Ninja 250 is too rich after trying everything, anything else I should do?
My brother has a ’98 Kawasaki Ninja. He got rocks in his carb after putting down his gas tank on some pebbles. He cleaned them out, his bike was continuously flooding, he replaced the float bowl valves, still flooding.
I drive 5 hours to fix it for him, he had his needles in wrong, so it wouldn’t start, I fix that, it starts. He drives it, one of the pilot jets vibrates out because he took it out for some reason and didn’t tighten it. Put it back in. Can’t get it to start again. At this time, it is too rich to start, my brother was being stupid and light a lighter trying to start it, and it could literally sustain a 2 foot long flame from the unburnt gas fumes from out of the exhaust.
I take the whole thing apart and put it back together, cleaning it very thoroughly, I didn’t have any brushes, but I sprayed carb cleaner everywhere, made sure it was all on tight. The only thing I couldn’t make sure was in perfectly was the left diaphram area since I couldn’t get the cover off due to a stripped screw. He doesn’t take very good care of stuff like that. The right diaphram is tight and sealed in it’s seat. The needles are on correctly, already did those before.
I start it up, it works again. Won’t idle, dies very quickly if I don’t give it gas. The right exhaust has white smoke, lots of it. Left exhaust looked fine. After about 30 seconds of running, then continues for a while after being turned off. Very rich still.
I go to replace his spark plugs, he’s using CR7HSA’s, you’re supposed to use CR8HSA’s, the 7′s are what I use up in Flagstaff, AZ, during the winter, when I can’t get my bike started because it’s 15 degrees out. I replace these, I get it to idle and I get it to start fine. Smoke is gone. One thing though, while I can smell gas, I know it’s very rich. The old plugs didn’t look rich at all. They were dark around the bottom portion, but the top of it was grey, a bit rich, but mostly normal. They were properly gapped, not oily, no debris, nothing wrong really aside from the part number used. New plugs are properly gapped at about .675 mm.
But it still runs very rich. After taking a ride on it, I literally smell like gasoline from the exhaust itself.
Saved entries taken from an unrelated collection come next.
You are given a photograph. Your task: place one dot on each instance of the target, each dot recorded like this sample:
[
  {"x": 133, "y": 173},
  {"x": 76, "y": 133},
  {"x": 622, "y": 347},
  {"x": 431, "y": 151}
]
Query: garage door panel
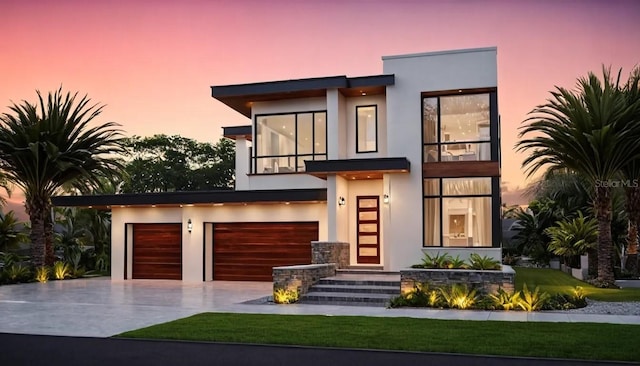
[
  {"x": 157, "y": 251},
  {"x": 248, "y": 251}
]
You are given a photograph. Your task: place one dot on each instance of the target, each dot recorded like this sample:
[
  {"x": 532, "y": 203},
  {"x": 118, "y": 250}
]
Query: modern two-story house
[{"x": 395, "y": 165}]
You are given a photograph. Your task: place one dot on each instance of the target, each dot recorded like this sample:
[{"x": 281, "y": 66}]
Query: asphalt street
[{"x": 21, "y": 349}]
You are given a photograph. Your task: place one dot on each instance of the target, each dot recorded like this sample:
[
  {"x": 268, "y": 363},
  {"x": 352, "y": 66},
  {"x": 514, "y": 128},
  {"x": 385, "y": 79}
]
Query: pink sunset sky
[{"x": 153, "y": 62}]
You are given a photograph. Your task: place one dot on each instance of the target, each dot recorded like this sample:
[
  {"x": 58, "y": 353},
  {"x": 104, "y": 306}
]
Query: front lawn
[
  {"x": 528, "y": 339},
  {"x": 554, "y": 281}
]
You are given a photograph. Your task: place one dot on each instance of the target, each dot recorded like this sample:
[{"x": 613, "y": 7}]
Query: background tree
[
  {"x": 589, "y": 131},
  {"x": 164, "y": 163},
  {"x": 46, "y": 145}
]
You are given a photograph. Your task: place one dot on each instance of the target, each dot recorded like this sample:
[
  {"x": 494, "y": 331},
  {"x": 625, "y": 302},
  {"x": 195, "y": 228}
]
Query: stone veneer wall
[
  {"x": 301, "y": 277},
  {"x": 330, "y": 252},
  {"x": 484, "y": 281}
]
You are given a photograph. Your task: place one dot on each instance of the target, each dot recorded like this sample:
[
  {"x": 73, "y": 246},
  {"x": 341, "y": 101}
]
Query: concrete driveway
[{"x": 100, "y": 308}]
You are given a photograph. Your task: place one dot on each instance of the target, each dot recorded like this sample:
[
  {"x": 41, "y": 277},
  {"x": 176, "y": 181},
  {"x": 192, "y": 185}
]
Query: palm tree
[
  {"x": 11, "y": 233},
  {"x": 574, "y": 237},
  {"x": 53, "y": 143},
  {"x": 588, "y": 131},
  {"x": 631, "y": 176}
]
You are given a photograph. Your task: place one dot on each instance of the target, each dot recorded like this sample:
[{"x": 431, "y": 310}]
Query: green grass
[
  {"x": 533, "y": 339},
  {"x": 554, "y": 281}
]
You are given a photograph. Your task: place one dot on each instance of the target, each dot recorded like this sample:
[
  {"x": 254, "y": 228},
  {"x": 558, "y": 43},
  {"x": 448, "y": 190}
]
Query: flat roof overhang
[
  {"x": 235, "y": 132},
  {"x": 195, "y": 198},
  {"x": 357, "y": 168},
  {"x": 240, "y": 97}
]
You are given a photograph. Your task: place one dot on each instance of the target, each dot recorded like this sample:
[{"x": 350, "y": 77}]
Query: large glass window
[
  {"x": 456, "y": 127},
  {"x": 457, "y": 212},
  {"x": 285, "y": 141},
  {"x": 367, "y": 129}
]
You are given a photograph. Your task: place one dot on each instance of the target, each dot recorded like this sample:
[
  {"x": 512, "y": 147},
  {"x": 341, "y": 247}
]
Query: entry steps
[{"x": 355, "y": 287}]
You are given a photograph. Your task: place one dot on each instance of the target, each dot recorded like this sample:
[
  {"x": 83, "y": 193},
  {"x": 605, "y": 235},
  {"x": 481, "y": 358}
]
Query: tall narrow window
[{"x": 367, "y": 128}]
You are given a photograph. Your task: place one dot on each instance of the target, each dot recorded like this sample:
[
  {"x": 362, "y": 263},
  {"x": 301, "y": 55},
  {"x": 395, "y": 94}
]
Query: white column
[
  {"x": 192, "y": 245},
  {"x": 242, "y": 164}
]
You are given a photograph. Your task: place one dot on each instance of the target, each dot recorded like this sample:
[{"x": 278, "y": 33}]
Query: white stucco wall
[
  {"x": 192, "y": 243},
  {"x": 414, "y": 74}
]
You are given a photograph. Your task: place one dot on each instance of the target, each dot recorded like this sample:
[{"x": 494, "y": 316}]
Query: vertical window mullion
[
  {"x": 295, "y": 142},
  {"x": 438, "y": 134}
]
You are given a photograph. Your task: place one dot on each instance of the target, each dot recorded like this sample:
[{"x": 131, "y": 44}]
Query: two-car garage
[{"x": 242, "y": 251}]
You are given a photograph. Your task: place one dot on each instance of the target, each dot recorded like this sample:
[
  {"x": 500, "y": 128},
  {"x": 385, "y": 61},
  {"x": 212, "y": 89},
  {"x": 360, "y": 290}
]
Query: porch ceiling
[
  {"x": 241, "y": 97},
  {"x": 353, "y": 169},
  {"x": 195, "y": 198}
]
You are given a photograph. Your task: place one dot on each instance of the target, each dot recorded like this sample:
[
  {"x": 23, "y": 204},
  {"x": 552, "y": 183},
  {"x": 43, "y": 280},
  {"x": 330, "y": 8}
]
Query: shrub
[
  {"x": 457, "y": 263},
  {"x": 285, "y": 296},
  {"x": 510, "y": 260},
  {"x": 42, "y": 274},
  {"x": 483, "y": 263},
  {"x": 15, "y": 273},
  {"x": 459, "y": 296},
  {"x": 437, "y": 261},
  {"x": 61, "y": 270},
  {"x": 532, "y": 301},
  {"x": 505, "y": 300}
]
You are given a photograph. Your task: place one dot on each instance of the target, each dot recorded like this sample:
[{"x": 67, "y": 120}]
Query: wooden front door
[{"x": 368, "y": 231}]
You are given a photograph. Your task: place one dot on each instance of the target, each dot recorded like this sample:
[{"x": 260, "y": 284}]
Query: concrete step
[
  {"x": 360, "y": 281},
  {"x": 393, "y": 289},
  {"x": 346, "y": 298},
  {"x": 365, "y": 270}
]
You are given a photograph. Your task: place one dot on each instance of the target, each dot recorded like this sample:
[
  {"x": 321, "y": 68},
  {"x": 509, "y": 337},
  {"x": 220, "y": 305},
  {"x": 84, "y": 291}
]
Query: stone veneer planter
[
  {"x": 301, "y": 277},
  {"x": 487, "y": 282}
]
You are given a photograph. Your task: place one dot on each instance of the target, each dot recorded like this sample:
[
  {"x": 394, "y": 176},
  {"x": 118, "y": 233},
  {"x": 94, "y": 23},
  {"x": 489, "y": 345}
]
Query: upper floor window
[
  {"x": 367, "y": 128},
  {"x": 456, "y": 127},
  {"x": 285, "y": 141}
]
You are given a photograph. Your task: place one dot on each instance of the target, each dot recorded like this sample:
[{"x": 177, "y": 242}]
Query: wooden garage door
[
  {"x": 157, "y": 251},
  {"x": 248, "y": 251}
]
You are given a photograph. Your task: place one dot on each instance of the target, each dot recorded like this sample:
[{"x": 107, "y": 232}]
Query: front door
[{"x": 368, "y": 232}]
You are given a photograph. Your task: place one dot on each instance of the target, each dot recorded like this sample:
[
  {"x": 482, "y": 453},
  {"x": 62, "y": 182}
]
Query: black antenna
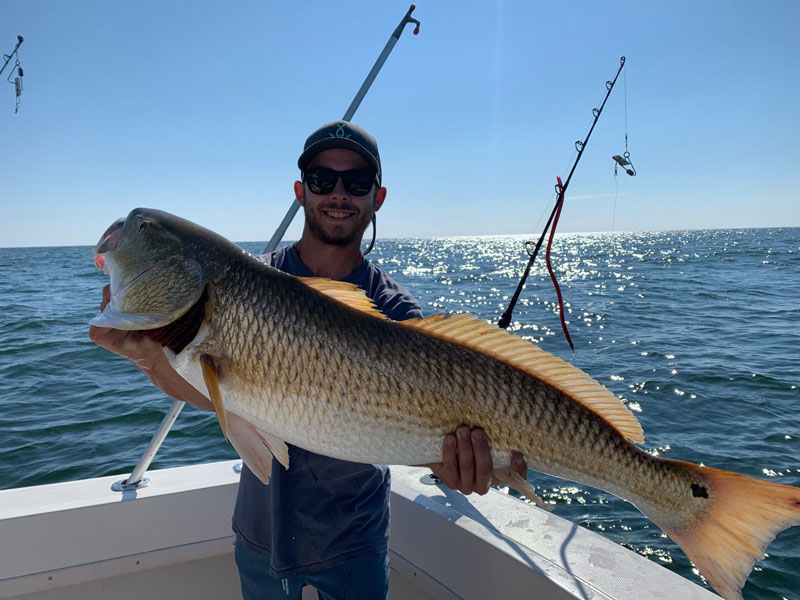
[{"x": 505, "y": 320}]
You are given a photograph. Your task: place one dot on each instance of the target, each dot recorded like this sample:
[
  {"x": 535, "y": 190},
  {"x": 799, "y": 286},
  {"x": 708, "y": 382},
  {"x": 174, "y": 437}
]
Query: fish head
[{"x": 155, "y": 275}]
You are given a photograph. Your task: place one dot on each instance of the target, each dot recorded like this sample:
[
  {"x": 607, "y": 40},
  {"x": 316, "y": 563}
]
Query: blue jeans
[{"x": 360, "y": 579}]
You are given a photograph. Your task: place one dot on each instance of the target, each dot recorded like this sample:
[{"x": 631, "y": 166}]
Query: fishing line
[{"x": 17, "y": 82}]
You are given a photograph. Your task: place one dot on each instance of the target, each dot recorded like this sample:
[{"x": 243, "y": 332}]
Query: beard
[{"x": 337, "y": 235}]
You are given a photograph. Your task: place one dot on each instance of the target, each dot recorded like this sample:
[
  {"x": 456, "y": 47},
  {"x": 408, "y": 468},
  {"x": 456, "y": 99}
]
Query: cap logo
[{"x": 340, "y": 132}]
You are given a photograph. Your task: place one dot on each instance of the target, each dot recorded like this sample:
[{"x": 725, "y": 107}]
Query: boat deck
[{"x": 172, "y": 539}]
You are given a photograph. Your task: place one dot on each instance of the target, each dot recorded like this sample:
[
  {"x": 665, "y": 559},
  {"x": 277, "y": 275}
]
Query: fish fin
[
  {"x": 277, "y": 446},
  {"x": 211, "y": 378},
  {"x": 743, "y": 516},
  {"x": 514, "y": 480},
  {"x": 475, "y": 333},
  {"x": 251, "y": 446},
  {"x": 346, "y": 293}
]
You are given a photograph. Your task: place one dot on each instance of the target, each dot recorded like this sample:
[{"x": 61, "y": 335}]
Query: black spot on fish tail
[{"x": 183, "y": 330}]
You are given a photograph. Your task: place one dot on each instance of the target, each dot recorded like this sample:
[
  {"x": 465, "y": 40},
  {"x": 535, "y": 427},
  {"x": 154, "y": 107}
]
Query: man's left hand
[{"x": 467, "y": 461}]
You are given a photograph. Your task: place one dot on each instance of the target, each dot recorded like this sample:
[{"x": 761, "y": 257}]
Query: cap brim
[{"x": 343, "y": 143}]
The idle mixtures are all the way lean, the float bowls are lower than suggested (which I read may make it leaner). Needles are stock, jets are stock. Float valves work, airways are clear, needle doesn’t stick, jets are clear, they’re not sync’d but they look close enough by eye. I will sync them if it needs it, done it before.
He did have a problem before all of this, said he was getting a bit of a rotten egg smell, and it was a bit rich. If anything, it’s back to what it was before him getting rocks in there. just trying to improve it for him so it doesn’t break down again.
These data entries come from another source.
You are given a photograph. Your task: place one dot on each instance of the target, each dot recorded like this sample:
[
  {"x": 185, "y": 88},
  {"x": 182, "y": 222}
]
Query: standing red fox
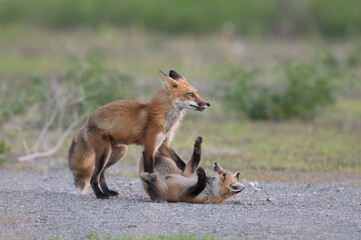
[{"x": 103, "y": 140}]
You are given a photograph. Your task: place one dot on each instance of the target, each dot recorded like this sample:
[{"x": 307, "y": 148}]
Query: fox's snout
[{"x": 202, "y": 106}]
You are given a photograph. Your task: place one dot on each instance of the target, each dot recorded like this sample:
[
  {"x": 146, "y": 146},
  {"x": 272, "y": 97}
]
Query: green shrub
[
  {"x": 83, "y": 87},
  {"x": 334, "y": 18},
  {"x": 354, "y": 57},
  {"x": 3, "y": 147},
  {"x": 300, "y": 91}
]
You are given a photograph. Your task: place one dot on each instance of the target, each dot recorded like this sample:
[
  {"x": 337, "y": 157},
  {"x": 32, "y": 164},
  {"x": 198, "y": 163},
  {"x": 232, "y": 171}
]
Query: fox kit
[
  {"x": 190, "y": 185},
  {"x": 103, "y": 140}
]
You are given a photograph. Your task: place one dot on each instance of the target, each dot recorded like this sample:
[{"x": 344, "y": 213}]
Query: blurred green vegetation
[
  {"x": 302, "y": 89},
  {"x": 79, "y": 59},
  {"x": 83, "y": 87},
  {"x": 331, "y": 18}
]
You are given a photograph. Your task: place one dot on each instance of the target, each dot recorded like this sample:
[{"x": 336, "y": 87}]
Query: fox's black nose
[{"x": 203, "y": 103}]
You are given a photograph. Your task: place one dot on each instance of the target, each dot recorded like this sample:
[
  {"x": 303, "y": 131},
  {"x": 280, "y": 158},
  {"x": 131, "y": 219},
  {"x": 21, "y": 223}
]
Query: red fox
[
  {"x": 190, "y": 185},
  {"x": 103, "y": 140}
]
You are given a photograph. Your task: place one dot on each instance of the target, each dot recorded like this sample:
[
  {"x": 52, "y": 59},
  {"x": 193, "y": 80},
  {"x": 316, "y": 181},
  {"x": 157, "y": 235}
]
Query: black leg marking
[
  {"x": 104, "y": 186},
  {"x": 148, "y": 163},
  {"x": 96, "y": 176},
  {"x": 199, "y": 187},
  {"x": 196, "y": 157},
  {"x": 178, "y": 161}
]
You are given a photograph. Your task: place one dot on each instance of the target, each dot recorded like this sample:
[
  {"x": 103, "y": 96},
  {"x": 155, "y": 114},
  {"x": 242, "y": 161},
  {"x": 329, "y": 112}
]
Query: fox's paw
[
  {"x": 103, "y": 196},
  {"x": 201, "y": 173},
  {"x": 197, "y": 145},
  {"x": 152, "y": 177},
  {"x": 154, "y": 196},
  {"x": 112, "y": 193}
]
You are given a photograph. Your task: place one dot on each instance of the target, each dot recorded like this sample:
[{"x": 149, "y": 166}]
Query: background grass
[
  {"x": 62, "y": 59},
  {"x": 332, "y": 18}
]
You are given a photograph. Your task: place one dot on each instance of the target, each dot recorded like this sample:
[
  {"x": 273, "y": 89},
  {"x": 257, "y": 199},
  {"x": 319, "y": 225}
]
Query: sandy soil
[{"x": 46, "y": 204}]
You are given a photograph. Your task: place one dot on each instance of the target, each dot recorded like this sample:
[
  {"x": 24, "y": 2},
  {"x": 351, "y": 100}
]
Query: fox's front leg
[
  {"x": 153, "y": 141},
  {"x": 194, "y": 161},
  {"x": 167, "y": 151}
]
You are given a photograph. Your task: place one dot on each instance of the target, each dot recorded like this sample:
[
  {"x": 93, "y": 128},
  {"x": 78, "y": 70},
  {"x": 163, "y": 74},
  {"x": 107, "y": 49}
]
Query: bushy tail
[{"x": 81, "y": 160}]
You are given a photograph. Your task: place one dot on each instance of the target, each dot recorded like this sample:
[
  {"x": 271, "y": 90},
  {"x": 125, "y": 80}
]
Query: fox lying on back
[
  {"x": 190, "y": 185},
  {"x": 103, "y": 140}
]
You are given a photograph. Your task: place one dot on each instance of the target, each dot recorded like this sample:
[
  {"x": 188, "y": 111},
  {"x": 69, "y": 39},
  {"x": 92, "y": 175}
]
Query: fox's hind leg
[
  {"x": 157, "y": 186},
  {"x": 118, "y": 152},
  {"x": 194, "y": 161},
  {"x": 193, "y": 191},
  {"x": 101, "y": 158}
]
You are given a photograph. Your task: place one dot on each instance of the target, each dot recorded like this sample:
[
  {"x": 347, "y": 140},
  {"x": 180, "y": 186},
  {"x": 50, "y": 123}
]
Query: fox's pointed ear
[
  {"x": 167, "y": 81},
  {"x": 236, "y": 187},
  {"x": 173, "y": 74},
  {"x": 236, "y": 175}
]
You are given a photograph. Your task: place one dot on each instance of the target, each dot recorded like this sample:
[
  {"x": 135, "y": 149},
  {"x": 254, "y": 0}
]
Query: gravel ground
[{"x": 44, "y": 205}]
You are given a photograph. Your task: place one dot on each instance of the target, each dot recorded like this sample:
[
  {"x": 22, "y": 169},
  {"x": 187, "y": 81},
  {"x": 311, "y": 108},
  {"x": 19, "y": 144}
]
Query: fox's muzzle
[{"x": 202, "y": 106}]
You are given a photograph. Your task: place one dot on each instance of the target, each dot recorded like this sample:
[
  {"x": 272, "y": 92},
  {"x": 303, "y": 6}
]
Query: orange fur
[
  {"x": 173, "y": 184},
  {"x": 110, "y": 128}
]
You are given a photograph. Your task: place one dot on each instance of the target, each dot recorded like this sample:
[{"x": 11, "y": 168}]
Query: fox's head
[
  {"x": 227, "y": 183},
  {"x": 181, "y": 93}
]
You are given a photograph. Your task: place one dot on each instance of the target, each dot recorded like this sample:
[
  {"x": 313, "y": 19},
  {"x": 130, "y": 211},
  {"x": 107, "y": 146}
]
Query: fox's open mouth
[{"x": 198, "y": 108}]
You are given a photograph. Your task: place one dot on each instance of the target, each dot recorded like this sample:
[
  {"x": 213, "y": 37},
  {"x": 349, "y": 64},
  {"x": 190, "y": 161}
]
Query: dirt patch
[{"x": 45, "y": 205}]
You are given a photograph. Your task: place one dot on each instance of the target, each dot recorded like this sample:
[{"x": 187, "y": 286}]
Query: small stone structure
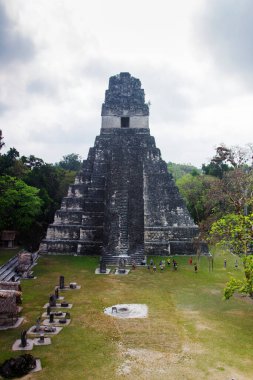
[
  {"x": 124, "y": 203},
  {"x": 125, "y": 311},
  {"x": 9, "y": 300}
]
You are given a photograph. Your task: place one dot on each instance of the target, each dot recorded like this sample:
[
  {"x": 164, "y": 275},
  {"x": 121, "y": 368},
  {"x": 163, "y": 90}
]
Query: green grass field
[{"x": 190, "y": 332}]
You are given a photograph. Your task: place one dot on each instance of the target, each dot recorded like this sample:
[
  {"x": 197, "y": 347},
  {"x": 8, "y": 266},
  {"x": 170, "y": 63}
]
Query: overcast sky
[{"x": 193, "y": 57}]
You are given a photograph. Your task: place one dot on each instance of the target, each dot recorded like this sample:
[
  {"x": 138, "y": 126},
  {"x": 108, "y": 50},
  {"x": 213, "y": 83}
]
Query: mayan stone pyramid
[{"x": 124, "y": 203}]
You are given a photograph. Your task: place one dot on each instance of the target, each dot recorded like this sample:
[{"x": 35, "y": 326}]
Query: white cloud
[{"x": 50, "y": 100}]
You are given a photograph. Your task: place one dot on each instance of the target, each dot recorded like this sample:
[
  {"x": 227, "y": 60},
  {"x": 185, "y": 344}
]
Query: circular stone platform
[{"x": 127, "y": 311}]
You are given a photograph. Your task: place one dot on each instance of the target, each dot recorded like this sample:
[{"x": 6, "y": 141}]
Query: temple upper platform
[{"x": 124, "y": 105}]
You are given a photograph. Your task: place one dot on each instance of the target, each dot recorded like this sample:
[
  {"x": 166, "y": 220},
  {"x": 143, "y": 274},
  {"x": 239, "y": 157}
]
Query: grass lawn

I actually own the exact same year of bike, worked on it for a few years, redone almost everything on mine, and mine runs great. I’ve gotten his to the best condition I can, now I need help, is there anything else I can do to make it leaner?
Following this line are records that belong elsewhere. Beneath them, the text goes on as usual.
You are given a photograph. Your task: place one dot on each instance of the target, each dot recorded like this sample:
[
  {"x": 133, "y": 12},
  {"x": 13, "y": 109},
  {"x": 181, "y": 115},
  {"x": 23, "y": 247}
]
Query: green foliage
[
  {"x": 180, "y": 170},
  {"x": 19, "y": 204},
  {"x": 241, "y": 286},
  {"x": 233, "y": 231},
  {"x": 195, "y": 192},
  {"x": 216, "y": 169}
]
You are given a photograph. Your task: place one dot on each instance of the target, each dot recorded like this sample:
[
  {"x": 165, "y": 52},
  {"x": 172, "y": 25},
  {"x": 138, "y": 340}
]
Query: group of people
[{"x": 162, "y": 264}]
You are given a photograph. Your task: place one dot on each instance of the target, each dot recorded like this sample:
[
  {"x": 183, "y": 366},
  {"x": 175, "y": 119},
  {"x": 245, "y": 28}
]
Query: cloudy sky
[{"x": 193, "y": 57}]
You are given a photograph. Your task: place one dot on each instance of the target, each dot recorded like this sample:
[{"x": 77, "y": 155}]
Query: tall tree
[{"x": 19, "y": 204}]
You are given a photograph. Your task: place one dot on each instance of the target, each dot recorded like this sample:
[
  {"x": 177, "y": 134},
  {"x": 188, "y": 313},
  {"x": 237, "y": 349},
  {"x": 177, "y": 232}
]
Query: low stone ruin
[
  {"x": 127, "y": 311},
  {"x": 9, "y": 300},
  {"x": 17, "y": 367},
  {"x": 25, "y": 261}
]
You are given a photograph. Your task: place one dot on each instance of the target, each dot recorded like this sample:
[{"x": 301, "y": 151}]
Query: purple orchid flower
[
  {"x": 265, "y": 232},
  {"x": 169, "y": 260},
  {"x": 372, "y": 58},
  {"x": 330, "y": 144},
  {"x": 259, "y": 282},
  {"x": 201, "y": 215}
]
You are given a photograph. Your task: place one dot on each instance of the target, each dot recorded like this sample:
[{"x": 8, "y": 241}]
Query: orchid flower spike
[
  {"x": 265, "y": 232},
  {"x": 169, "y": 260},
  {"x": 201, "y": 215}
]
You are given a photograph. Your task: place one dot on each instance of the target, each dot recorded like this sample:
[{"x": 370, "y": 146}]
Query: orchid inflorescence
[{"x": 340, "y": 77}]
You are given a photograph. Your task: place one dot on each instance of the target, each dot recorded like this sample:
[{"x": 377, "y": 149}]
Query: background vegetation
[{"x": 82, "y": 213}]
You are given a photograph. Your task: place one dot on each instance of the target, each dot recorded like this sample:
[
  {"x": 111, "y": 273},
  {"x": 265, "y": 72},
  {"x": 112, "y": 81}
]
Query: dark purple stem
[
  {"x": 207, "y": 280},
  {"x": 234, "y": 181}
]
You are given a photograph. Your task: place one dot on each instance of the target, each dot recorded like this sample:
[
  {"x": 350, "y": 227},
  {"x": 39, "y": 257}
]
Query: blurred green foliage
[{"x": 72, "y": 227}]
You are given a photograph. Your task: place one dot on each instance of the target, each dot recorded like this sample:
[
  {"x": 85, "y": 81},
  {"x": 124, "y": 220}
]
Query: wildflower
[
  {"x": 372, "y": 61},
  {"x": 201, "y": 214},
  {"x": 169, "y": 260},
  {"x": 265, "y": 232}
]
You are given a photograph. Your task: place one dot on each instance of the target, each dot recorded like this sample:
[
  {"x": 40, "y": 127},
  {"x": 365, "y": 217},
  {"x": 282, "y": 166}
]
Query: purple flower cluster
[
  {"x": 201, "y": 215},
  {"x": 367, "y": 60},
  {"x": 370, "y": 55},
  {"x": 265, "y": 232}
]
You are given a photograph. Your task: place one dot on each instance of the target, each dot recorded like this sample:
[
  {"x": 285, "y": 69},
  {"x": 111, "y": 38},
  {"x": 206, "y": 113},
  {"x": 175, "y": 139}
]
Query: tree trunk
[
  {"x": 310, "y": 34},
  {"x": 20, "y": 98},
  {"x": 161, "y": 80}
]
Sorry if my question is long, figured I needed to explain everything to anyone, to give a better picture!
Thank You.
One Response
guardrailjim
12 Feb 2010



Rocks in the carburetor? ha ha – That’s a first for me.
A dirty air cleaner will cause the engine to run rich.
A burnt clutch will smell like rotten eggs – remove the oil fill cap and smell inside of the crankcase.
Tight or leaking valves will prevent the fuel from fully burning and accumulate in the exhaust pipe – check the valve adjustment and perform a cylinder leak down test.
The stripped screw on the carb – if there’s enough room, you might be able to grab the sides of it with a pair of pliers.